Спросил вроде бы невзначай, между прочим, умышленно пропустив слово «был»: догадается Таборов, о ком речь — хорошо, не догадается — еще лучше. Таборов догадался и после затяжного, пристального раздумья сказал:
— Парень как парень, Ваня. Обыкновенный. Как мы с тобой. Не лучше, не хуже… Еще что-нибудь хочешь знать?
— Нет. Все ясно.
«В том-то и дело — обыкновенный, — думал Иван. — Если бы был какой-нибудь выдающийся, семи пядей во лбу, я бы легко понял, почему она его помнит, не хочет забывать. А так — не догадаться, так в ней все останется, никого не подпустит. Вот я ее люблю, а как люблю, как с ума схожу, и она полностью-то не знает. Обыкновенное-то — самое потайное и есть, так что изводись не изводись, а терпи, люби, понимая — не понимай. Вот и мне теперь ясно, что такое «на роду написано» и с чем его едят».
Так прошел год, приближалась весна второго.

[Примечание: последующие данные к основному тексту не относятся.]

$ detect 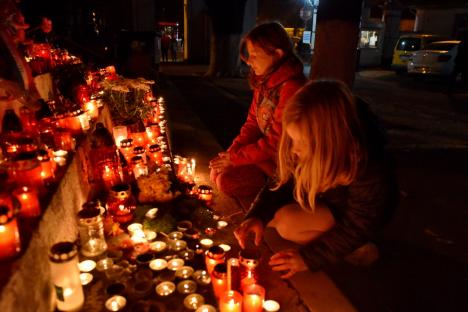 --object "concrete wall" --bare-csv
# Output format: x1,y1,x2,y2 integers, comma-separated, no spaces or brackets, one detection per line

Напрасно Татьяна верила, что прошедшие дни уживутся с нынешними. Та осенняя горькая клятва на Сашкиной могиле «Только я и не забуду! Слышишь?! Никогда!» — с прежней силой угнетала сердце, не вытеснялась новой жизнью, сулившей одно только счастье. Напротив, чем обильнее и щедрее выказывал свою любовь Иван, тем упрямее и настойчивее отстранялось от нее Татьянино сердце. Нет, беспрекословного подчинения прошлому не было, какою-то долею сердце жалело Ивана, тянулось к нему, но оно и не рядилось с прошлым, не выторговывало у него никаких уступок: «Я буду помнить обязательно, но и ты дай послабление», — не взвешивало хладнокровно, что лучше: помнить или забыть — нет, нет, нет! Сердце разрывалось от мучительной перегрузки: невозможно жить в прошлом и настоящем, невозможно настоящее предпочесть прошлому!

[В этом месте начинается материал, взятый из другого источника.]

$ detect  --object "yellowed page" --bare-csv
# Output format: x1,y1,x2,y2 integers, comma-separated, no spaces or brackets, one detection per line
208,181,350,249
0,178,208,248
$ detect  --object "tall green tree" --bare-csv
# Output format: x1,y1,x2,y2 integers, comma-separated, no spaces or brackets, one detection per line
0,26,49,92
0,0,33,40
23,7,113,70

Татьяна думала: «Господи! За что я его мучаю? Зачем я согласилась — ведь знала, знала: не смогу, не забуду, а он мне руки целует, Вовку от него теперь не оторвать, жалко мне его, стыдно, что любить не могу. И не скажешь — уж совсем без сердца быть, привыкать стала. А он же видит, чувствует, ему половинок не надо, ему все сердце, всю душу надо. Да и отдала бы! Но не могу, сил таких нет! Вон он как в глаза заглядывает, как спрашивает: «О чем думаешь?» Отвечать не надо, знает. Знает, да не все», — и Татьяна с тоскливым, жарким стыдом сознавала, что никогда в ней больше не вспыхнут те смешные, глупые, только для беспамятных минут слова, которые все достались Сашке, никогда она не сможет быть такой беспричинно счастливой, озорной, какой была при Сашке, не сможет так петь, плясать, хохотать, дурачиться, как это бывало с ней при Сашке. Потому что все это неповторимо. И стыдно, невыносимо стыдно даже подумать, что может забыться и вдруг засмеяться или запеть как прежде. «Вот ведь как жизнь с нами обходится! Нет, чтобы ему с девчонкой какой-нибудь повстречаться — уж как бы она любила такого! Все, все бы у него было, все бы сначала испытал, как положено человеку. А тут я на дороге, нет, чтобы отвернуть мне, стороной обойти — поддалась, отняла у парня самую сладкую пору. А с Вовкой-то, с Вовкой что будет, если я не вытерплю?! Хоть не думай совсем. Может, и не надо думать? Бывают же дни, да что там дни — недели, я совсем успокаиваюсь, и рада своей жизни, и Ивану рада. Совсем, совсем спокойная душа бывает. Если б не знала, как ее в один миг скручивает, может, и остановиться бы на этом покое… Нет, нет! Нет! Потом-то как страшно, как совестно! Будто не человек я, а дворняга захудалая: нашла теплый угол, хозяина доброго и разнежилась — лапки кверху! Ведь память-то для дела дана, не просто так! Кто же, кто же его-то помнить будет?!»
На родительский день угадал последний майский холод, с ветром и мелким ледяным дождем. До кладбища Татьяна добралась совершенно продрогшею и съежившейся, но, глянув на Сашкину карточку, коротко вскрикнула, и разом согрела ее быстрая, тяжелая волна суеверного ужаса: Сашка больше не улыбался, а смотрел как-то мутно и жалко. «Из-за меня, из-за меня! Бросила, забыла! Сашка, не надо, не буду!» Она упала на мокрую, грязную, еще желтую траву, обняла, обхватила могильный холм, не зная, как искупить, вернуть силу забытой клятве.